Stoffunabhängige Verhaltenssüchte wie die Online-Sexsucht werden heute unter anderem mit der sogenannten „State of the Art“-Therapie behandelt. Während Therapie bei Abhängigkeitserkrankungen totale Abstinenz bedeutet, bedeutet es bei den Verhaltenssüchten selektive Abstinenz bzw. selektiver Entzug, womit die Therapie beginnen soll. Dabei werden Techniken wie etwa das motivational Interviewing (MI) – eine Gesprächsführung, um Menschen für Veränderungen zu gewinnen – angewendet. Im Rahmen der Therapie spielt oft die Miteinbeziehung des Partners eine wesentliche Rolle.
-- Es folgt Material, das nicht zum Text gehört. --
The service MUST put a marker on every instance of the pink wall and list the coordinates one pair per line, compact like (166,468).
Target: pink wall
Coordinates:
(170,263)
Letztendlich geht es nach der ersten Stabilisierungsphase darum, die tiefliegenden Ursachen der Sexsucht in Abhängigkeit der dominierenden Ethologien zu bearbeiten – also ob ein neurotischer Konflikt, ein Traumageschehen oder sonstiges dahinter steht.

Schlussendlich ist laut Prof. Eichenberg für Professionisten vor allem wichtig, über sexuelle Gewaltformen im Internet Bescheid zu wissen und die medienspezifischen Besonderheiten zu kennen, um mit betroffenen Opfern, aber auch Tätern angemessen umgehen zu können.